Liberty Movement California Ballot Recommendations

This year's ballot measure don't excite me one way or another, so I was late to analyze them.  But they still will have their impact on the state where I reside, so here are my recommendations.  I don't always agree with the larger Tea Party groups; these recommendations are my own small contribution to increase liberty.

Proposition 1 - Water Bond - NO

In this drought stricken year, who could vote against water bonds?  Well, I can, because the taxpayers get stuck with the long term bill for Big Government projects that won't deliver much more water.  The Libertarian Party argument is:
Water projects are best managed and financed by local water boards, rather than writing grants to state bureaucrats trying to secure expensive bond monies.

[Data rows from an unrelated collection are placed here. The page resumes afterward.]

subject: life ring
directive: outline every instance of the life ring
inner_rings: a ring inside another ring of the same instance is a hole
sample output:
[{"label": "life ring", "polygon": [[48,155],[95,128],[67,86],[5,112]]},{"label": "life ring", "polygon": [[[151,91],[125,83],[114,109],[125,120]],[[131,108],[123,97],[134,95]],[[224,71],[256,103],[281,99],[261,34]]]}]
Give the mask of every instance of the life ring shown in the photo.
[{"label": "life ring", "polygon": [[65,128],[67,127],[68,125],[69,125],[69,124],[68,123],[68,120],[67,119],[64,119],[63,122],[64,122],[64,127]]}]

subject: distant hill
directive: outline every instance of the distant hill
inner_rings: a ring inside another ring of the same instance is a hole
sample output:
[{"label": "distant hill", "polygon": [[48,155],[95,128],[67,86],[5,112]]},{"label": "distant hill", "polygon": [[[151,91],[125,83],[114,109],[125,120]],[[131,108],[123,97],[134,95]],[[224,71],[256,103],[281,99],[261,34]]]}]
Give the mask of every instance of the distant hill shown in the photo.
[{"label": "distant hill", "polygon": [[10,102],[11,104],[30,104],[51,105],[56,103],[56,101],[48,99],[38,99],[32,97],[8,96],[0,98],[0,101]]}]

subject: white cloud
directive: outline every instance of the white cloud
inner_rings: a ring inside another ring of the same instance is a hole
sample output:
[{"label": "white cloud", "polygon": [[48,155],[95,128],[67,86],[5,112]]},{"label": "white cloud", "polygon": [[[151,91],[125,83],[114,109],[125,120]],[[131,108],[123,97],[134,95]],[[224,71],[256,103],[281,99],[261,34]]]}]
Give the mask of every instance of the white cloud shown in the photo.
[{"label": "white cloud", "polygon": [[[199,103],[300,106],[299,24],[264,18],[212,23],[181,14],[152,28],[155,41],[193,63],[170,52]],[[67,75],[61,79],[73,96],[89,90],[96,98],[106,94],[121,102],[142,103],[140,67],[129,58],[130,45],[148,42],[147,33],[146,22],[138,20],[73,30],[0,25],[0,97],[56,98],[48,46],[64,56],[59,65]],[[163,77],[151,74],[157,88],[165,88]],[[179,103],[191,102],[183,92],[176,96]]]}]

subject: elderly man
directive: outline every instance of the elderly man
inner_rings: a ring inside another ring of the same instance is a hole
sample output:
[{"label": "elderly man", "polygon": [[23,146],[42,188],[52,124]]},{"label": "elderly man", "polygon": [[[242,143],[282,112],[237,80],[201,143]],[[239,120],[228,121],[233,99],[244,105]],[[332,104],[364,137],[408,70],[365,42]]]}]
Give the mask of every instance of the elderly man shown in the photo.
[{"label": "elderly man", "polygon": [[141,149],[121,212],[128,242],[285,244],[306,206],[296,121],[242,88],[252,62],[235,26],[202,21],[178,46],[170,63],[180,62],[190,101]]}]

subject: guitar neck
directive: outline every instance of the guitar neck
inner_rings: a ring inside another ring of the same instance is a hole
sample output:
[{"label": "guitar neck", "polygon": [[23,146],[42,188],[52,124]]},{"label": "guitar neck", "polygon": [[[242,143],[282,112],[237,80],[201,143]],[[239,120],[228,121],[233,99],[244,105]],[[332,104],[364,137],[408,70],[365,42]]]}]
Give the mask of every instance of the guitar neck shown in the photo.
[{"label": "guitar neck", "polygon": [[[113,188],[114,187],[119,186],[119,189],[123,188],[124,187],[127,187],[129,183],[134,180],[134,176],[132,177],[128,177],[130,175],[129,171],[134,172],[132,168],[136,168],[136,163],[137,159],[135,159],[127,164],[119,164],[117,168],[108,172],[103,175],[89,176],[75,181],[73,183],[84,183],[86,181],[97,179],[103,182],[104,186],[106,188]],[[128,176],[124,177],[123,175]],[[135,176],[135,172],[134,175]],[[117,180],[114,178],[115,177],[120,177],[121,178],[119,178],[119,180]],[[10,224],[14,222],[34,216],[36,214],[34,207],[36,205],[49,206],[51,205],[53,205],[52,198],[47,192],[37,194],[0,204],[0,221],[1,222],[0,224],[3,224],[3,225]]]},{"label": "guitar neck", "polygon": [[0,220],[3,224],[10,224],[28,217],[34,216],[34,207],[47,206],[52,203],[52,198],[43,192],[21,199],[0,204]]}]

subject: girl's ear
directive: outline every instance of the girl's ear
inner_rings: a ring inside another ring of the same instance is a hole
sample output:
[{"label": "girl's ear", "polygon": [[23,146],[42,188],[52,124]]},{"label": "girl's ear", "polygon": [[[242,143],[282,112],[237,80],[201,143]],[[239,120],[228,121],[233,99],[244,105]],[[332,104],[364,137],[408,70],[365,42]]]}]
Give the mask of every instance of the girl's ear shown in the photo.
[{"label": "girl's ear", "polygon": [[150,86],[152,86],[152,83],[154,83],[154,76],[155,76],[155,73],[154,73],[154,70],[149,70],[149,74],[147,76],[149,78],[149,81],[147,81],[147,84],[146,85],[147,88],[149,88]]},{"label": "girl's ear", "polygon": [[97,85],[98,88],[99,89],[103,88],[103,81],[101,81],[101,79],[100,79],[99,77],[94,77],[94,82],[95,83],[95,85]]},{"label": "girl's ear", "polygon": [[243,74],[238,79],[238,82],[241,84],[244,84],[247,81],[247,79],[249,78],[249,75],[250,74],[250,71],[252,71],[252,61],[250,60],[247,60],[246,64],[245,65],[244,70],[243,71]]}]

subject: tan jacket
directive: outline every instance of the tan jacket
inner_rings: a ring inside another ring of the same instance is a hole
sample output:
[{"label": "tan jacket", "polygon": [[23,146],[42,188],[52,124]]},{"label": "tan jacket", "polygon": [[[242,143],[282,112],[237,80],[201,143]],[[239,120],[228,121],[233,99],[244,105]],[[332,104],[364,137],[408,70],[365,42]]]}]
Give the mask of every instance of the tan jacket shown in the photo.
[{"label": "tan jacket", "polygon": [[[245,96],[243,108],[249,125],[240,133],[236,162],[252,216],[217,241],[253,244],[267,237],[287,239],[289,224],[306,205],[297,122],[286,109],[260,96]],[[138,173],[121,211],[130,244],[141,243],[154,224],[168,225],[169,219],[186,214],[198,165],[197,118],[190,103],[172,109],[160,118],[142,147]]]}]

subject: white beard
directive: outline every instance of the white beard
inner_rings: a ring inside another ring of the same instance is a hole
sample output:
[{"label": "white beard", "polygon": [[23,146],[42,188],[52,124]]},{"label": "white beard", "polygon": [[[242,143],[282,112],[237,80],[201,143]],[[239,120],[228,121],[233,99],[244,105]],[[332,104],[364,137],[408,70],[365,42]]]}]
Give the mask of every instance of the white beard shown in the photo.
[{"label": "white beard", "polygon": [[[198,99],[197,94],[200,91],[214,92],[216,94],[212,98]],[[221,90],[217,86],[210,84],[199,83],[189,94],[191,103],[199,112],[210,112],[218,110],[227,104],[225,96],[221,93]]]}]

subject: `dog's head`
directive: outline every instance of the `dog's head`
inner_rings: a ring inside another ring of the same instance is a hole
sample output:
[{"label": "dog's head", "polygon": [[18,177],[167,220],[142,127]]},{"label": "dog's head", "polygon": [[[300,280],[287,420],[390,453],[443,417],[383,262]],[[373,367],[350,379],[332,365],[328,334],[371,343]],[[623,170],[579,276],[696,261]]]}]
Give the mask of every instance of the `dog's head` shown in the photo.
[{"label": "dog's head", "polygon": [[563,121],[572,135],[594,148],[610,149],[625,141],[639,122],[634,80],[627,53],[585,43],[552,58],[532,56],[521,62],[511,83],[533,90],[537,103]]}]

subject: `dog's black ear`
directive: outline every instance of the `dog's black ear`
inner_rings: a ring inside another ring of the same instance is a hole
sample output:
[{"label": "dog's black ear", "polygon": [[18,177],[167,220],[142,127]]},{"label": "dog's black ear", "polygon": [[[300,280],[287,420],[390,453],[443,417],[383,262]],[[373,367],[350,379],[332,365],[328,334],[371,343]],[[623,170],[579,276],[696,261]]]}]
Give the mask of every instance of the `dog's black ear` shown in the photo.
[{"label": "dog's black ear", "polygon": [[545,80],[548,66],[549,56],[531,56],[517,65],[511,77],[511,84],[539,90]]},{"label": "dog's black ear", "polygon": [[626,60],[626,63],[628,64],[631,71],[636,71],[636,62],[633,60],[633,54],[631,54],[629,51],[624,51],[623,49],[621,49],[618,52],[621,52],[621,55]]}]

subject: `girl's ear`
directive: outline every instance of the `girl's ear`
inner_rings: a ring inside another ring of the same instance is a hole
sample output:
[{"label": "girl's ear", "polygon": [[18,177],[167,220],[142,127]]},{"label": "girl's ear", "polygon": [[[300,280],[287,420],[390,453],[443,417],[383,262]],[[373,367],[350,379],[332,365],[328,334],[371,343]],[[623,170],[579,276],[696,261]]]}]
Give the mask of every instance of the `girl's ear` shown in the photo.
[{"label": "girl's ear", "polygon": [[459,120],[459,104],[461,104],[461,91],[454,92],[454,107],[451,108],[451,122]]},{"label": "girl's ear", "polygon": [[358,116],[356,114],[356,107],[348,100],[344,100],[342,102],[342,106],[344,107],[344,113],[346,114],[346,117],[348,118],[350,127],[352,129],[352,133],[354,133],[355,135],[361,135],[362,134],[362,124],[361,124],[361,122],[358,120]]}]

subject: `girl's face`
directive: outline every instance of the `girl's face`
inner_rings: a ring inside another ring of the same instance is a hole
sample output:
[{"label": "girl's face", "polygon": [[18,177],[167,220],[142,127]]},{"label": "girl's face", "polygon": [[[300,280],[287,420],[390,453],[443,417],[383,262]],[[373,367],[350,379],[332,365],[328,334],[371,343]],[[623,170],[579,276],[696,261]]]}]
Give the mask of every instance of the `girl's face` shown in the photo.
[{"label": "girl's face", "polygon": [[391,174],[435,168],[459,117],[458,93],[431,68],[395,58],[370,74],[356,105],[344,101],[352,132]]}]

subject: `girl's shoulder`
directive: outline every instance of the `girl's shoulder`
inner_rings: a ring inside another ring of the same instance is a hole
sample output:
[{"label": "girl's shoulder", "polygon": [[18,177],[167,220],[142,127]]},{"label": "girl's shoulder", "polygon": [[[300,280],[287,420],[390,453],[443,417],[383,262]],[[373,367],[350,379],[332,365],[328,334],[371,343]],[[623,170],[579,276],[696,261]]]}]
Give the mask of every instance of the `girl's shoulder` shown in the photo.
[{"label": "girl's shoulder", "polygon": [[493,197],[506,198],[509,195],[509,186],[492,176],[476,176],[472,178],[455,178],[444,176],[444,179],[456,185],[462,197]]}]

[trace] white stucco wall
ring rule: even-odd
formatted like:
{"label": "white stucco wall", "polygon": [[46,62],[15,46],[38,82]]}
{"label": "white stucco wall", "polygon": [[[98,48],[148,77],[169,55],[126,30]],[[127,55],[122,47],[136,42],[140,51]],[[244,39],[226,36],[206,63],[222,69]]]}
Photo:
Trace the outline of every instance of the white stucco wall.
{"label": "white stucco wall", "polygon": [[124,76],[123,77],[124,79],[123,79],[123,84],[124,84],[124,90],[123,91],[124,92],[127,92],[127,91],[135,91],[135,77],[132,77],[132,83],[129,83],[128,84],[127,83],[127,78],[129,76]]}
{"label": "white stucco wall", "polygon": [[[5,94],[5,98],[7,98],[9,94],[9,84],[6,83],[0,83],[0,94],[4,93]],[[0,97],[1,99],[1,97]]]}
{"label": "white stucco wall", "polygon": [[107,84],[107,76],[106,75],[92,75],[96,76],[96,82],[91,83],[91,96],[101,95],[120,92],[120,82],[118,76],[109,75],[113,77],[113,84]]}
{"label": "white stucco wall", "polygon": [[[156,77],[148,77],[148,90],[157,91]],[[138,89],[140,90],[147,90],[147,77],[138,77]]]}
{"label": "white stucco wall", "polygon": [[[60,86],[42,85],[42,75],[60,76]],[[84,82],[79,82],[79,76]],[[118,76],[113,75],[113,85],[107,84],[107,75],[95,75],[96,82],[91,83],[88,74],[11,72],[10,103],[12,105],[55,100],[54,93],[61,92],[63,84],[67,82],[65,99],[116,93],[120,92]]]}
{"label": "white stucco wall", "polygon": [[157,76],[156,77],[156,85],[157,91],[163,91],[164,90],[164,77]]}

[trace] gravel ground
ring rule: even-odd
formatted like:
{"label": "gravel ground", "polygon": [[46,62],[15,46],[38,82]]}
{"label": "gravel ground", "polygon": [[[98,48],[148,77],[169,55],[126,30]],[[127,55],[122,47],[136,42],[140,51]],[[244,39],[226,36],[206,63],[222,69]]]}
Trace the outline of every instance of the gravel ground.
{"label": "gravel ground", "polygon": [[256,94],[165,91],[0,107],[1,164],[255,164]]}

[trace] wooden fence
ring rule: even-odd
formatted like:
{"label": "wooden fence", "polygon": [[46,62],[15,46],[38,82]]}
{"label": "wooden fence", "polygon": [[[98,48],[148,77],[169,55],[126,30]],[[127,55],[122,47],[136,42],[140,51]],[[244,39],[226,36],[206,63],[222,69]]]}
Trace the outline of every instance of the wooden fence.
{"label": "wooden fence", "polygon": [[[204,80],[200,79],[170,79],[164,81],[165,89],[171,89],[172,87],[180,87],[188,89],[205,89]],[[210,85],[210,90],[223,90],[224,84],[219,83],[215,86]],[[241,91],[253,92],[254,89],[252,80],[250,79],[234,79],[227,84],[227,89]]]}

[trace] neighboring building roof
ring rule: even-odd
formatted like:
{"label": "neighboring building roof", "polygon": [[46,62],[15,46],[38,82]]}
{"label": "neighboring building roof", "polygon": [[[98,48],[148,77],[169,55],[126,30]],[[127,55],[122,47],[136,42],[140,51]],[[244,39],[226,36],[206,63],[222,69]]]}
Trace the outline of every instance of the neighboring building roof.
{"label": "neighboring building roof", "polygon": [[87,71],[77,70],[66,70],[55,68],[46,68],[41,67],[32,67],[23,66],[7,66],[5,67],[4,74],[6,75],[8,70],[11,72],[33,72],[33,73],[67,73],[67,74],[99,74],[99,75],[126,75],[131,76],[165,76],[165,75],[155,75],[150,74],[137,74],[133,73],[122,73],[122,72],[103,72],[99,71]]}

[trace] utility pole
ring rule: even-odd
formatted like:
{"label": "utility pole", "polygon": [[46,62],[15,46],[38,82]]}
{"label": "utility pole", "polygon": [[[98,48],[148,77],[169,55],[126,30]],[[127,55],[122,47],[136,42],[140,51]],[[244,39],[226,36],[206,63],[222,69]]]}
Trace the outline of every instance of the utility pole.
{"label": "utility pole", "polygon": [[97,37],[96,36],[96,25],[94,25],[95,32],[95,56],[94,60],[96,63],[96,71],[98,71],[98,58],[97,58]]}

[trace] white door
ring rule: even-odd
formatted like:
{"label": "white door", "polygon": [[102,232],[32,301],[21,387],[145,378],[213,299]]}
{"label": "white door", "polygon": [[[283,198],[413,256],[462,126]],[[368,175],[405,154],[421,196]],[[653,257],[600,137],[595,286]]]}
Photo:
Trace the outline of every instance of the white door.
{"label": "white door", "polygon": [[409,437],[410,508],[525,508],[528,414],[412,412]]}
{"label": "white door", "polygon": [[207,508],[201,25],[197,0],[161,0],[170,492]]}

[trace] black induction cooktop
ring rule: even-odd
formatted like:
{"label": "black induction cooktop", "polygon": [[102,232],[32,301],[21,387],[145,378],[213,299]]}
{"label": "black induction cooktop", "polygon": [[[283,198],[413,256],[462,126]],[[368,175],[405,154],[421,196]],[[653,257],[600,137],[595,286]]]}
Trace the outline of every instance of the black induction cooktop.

Proposition 2 - Budget Stabilization - NO

Proposition 2 would require 3% of state General Fund revenue be deposited in a “rainy day”
fund, and allows up to 10% of revenue be deposited in this account. The measure would
allow the rainy day funds to be spent only in the event of a drop in annual revenue below
the preceding year, adjusted for population and inflation, or in a declared emergency.  This seems like a reasonable idea; but I don't like the way that the measure controls how local districts manage their funds.  Under this law local school districts are limited in how much they can put away in a rainy day fund themselves.  In general, more local control is better for liberty.

Proposition 45 - Healthcare Insurance - NO

This measure is designed to continue to make California an unfriendly business climate, in this case for insurers.  I didn't have to research arguments from liberty friendly groups to know this is a loser.

 • Requires changes to health insurance rates, or anything else affecting the charges associated with health insurance, to be approved by Insurance Commissioner before taking effect.
• Provides for public notice, disclosure, and hearing on health insurance rate changes, and subsequent judicial review.
• Requires sworn statement by health insurer as to accuracy of information submitted to Insurance Commissioner to justify rate changes.
• Does not apply to employer large group health plans.
• Prohibits health, auto, and homeowners insurers from determining policy eligibility or rates based  on lack of prior coverage or credit history.

So vote no to prevent even more bureaucracy and those same bureaucrats from mucking with your healthcare insurance, even more than they do so already.

Proposition 46 - Drug and Alcohol Testing of Doctors - NO

Even more intrusive than Proposition 45; how is it the right of the state to commit law-abiding citizens performing their jobs to submit to intrusive monitoring?  It is not.  Further, it requires doctors to check state databases before prescribing you certain types of medication.  There would never be any identity confusion or stealing of information from government run databases that track your prescriptions, would there? Vote no against this madness.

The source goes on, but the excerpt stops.